The best-performing liquid formulation reduced mortality with 80 percent compared to that of the positive control group (Figure 3). Shrimp received a 0.8 percent dietary inclusion of liquid 1-monoglycerides once a day. In this treatment group, the few dead shrimp represented a 6.7 percent mortality rate. But after inspection, it turned out these individuals likely died due to cannibalism instead of AHPND.
Histological analyses of sampled shrimp performed at the Aquaculture Pathology Laboratory at the University of Arizona showed infection rates were strongly reduced in shrimp fed liquid 1-monoglycerides.

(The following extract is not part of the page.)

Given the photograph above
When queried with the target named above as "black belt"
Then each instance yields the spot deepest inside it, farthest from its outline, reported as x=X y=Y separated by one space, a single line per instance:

Complete eradication of Vibrio parahaemolyticus was not possible, but the minimal presence of this bacterium in shrimp tissue did not necessarily lead to AHPND development during the trial.
Several field trials are being run to investigate the long-term effects of liquid 1-monoglycerides. Preliminary data show promising results. Most ponds have not shown AHPND outbreaks so far. In ponds at heavily infected farms, AHPND development cannot always be prevented, but has been delayed for weeks. Concluding data from several stocking cycles are expected in the next two months.